EU Wants to Build Its Own DNS Infrastructure With Built-in Filtering Capabilities
The European Union is interested in building its own recursive DNS service that will be made available to EU institutions and the general public for free.
The proposed service, named DNS4EU, is currently in a project planning phase, and the EU is looking for partners to help build a sprawling infrastructure to serve all its current 27 member states.
EU officials said they started looking into an EU-based centrally-managed DNS service after observing consolidation in the DNS market around a small handful of non-EU operators.
“The deployment of DNS4EU aims to address such consolidation of DNS resolution in the hands of few companies, which renders the resolution process itself vulnerable in case of significant events affecting one major provider,” officials said in the DNS4EU infrastructure project revealed last week.
But EU officials said that other factors also played a role in their decision to build DNS4EU, including cybersecurity and data privacy.
DNS4EU to include powerful filtering capabilities
The EU said that DNS4EU would come with built-in filtering capabilities that will be able to block DNS name resolutions for bad domains, such as those hosting malware, phishing sites, or other cybersecurity threats.
This filtering capability would be built using threat intelligence feeds provided by trusted partners, such as national CERT teams, and could be used to defend organizations across Europe from common malicious threats.
It is unclear if DNS4EU usage would be mandatory for all EU or national government organizations, but if so, it would grant organizations like CERT-EU more power and the agility it needs to block cyber-attacks as soon as they are detected.
In addition, EU officials also want to use DNS4EU’s filtering system to also block access to other types of prohibited content, which they say could be done based on court orders. While officials didn’t go into details, this most likely refers to domains showing child sexual abuse materials and copyright-infringing (pirated) content.
The EU said the proposed DNS4EU system would also have to comply with all data processing laws, such as the GDPR, ensure that domain name resolution data is processed in Europe, and prohibit the sale or monetization of any personal data.
As for the technical details, DNS4EU would also have to support all modern DNS standards and technologies, such as DNSSEC, DoT, DoH, and also be IPv6 compliant.

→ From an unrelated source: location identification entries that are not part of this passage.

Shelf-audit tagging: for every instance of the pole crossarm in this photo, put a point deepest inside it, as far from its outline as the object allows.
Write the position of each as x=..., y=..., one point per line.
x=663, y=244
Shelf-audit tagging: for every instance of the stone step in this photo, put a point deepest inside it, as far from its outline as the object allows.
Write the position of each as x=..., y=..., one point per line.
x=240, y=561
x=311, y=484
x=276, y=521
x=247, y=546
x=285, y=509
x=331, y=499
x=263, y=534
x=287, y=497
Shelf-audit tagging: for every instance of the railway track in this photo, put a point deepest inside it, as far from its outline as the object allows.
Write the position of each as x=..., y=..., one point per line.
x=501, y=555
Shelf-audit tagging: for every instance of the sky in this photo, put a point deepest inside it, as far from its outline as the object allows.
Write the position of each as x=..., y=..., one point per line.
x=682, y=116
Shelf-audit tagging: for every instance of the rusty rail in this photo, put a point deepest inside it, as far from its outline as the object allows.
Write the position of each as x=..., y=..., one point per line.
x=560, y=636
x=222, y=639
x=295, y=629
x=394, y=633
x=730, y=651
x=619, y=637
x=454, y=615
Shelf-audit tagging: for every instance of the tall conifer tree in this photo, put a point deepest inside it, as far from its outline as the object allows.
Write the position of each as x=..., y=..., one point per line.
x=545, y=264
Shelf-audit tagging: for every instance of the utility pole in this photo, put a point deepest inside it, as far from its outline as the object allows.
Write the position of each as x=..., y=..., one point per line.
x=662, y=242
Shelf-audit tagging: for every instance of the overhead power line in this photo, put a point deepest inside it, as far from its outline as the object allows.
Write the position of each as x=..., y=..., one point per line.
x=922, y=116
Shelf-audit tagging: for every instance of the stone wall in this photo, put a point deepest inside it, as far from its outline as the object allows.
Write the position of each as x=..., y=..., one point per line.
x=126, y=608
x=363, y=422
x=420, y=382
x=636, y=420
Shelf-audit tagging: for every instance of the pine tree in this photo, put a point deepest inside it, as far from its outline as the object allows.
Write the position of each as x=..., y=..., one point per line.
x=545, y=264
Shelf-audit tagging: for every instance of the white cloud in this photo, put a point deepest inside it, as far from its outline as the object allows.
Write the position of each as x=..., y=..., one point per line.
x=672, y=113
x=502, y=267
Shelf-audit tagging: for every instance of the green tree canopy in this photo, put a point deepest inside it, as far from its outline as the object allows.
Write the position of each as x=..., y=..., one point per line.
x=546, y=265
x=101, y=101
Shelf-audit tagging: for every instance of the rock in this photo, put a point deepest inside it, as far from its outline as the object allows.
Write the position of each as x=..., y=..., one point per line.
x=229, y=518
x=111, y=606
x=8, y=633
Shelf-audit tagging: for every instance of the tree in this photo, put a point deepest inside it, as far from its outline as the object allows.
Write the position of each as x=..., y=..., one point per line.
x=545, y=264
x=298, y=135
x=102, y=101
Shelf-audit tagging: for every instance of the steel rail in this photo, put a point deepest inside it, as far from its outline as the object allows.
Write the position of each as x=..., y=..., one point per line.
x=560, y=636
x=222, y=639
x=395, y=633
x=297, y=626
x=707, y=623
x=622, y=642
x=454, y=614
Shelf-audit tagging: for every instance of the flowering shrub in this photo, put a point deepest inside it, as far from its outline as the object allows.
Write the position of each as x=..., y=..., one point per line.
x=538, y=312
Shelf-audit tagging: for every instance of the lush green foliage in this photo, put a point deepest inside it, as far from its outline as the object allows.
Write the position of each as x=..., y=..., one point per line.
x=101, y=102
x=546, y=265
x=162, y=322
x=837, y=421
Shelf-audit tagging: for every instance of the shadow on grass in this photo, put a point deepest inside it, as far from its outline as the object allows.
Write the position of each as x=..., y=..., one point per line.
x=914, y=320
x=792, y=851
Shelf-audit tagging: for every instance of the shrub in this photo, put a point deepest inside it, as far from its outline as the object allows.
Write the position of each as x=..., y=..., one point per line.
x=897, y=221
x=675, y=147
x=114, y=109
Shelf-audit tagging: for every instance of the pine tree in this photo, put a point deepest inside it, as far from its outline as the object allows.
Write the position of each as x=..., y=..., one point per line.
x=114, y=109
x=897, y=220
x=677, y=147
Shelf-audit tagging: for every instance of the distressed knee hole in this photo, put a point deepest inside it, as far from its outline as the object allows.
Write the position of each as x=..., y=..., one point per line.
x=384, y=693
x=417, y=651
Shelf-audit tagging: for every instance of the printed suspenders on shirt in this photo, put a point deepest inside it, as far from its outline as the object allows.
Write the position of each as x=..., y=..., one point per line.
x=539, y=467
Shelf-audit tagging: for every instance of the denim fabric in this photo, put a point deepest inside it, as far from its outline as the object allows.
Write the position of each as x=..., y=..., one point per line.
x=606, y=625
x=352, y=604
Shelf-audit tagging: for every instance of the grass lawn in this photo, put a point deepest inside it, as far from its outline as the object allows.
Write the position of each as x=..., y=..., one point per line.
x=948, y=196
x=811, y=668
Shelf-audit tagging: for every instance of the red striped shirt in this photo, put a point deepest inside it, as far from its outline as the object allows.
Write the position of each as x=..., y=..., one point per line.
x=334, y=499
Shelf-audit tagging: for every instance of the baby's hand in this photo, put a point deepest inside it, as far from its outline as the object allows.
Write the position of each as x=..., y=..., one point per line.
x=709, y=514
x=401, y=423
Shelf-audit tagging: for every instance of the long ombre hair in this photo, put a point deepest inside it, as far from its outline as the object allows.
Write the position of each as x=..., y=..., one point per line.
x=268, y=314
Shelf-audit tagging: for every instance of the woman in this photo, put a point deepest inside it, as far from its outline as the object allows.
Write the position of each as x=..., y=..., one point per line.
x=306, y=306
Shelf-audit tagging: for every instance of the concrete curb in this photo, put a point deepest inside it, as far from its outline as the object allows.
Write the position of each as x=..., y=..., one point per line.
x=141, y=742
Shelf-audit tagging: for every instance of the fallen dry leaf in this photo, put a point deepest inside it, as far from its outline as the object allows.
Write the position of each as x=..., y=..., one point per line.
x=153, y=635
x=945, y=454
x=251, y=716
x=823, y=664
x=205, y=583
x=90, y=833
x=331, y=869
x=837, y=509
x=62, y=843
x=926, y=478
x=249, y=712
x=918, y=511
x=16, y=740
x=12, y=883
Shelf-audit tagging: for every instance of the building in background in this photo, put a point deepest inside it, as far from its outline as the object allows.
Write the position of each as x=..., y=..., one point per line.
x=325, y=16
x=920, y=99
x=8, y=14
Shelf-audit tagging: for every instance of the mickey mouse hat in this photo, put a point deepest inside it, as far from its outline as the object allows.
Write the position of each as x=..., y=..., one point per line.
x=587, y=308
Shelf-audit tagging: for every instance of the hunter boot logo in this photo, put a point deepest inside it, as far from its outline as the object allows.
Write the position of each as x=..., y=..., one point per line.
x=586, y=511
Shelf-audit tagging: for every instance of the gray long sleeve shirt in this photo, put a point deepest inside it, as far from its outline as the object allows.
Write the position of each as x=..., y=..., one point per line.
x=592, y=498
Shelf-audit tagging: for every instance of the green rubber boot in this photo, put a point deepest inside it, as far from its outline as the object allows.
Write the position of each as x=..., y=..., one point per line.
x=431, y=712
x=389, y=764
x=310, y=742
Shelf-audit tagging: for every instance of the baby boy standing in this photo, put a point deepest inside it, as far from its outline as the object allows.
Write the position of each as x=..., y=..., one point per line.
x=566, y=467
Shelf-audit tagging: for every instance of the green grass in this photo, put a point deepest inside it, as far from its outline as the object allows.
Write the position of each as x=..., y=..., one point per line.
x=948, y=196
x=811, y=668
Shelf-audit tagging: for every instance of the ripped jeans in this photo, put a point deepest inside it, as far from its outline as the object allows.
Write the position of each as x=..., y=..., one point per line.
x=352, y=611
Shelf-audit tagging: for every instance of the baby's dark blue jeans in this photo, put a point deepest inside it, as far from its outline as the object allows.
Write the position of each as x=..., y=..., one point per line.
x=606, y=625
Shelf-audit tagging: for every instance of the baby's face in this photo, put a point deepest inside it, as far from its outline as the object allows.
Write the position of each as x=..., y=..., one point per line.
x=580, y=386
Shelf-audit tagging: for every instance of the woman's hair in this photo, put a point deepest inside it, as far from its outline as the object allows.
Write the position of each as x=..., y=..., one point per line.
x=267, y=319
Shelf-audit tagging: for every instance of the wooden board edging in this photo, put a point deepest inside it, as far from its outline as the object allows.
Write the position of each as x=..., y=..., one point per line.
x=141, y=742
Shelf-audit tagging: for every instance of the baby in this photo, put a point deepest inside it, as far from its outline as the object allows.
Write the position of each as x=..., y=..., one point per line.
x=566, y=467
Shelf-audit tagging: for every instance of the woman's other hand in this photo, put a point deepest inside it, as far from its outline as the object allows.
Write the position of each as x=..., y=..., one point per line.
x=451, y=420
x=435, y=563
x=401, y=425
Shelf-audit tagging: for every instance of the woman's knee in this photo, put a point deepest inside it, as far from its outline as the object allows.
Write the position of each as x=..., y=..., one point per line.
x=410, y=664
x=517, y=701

Once launched, officials said the service would be available to anyone, including the private sector and home consumers, and not just for public institutions.
The company or companies that will be selected to build DNS4EU will also be tasked with creating and running a website with instructions on how users could modify their devices’ DNS settings to use DNS4EU servers for name resolutions.
Commendable effort, but success will depend on many factors
“I think this is a necessary initiative within a strategy of digital sovereignty: Europeans should have the readily available option of a free EU-based public resolver, as an alternative to Google’s current dominant service and other similar non-EU ones,” Vittorio Bertola, Head of Policy & Innovation at Open-Xchange, a company that provides email and DNS services, told The Record in an email today.
“Should Google’s service become unavailable in Europe for any reason, those who currently use it should find an immediate replacement; moreover, given the CLOUD Act and the recent rulings on EU-US data export, using any service owned by a non-EU conglomerate is becoming impossible in GDPR compliance terms for many companies and especially public institutions,” Bertola added.
“The mere existence of an effective alternative would already be an important achievement and a safety net for Europe, even if most users ordinarily continued to use other services.”
However, Bertola also questions how DNS4EU will sustain itself in the long run, as the service has been prohibited from monetizing any of its users’ data, nor will European network operators have any incentives for promoting the service, as it would be eventually cutting out a part of their profits.
“Another important topic will be that of compliance. Global resolvers claim not to be subject to any national blocking orders in Europe (e.g. against Pirate Bay or SciHub); in fact, being able to access illegal websites is one of the strongest drivers for users to drop their local ISP’s resolver and move to a foreign global service,” Bertola said.
“A European service won’t be able to ignore the issue, though,” he said.
“All in all, the effort by the Commission is commendable and many players will definitely consider bidding, but whether they will actually do so and whether this will be able to produce a change in the long term will depend on several factors that have still to be understood.”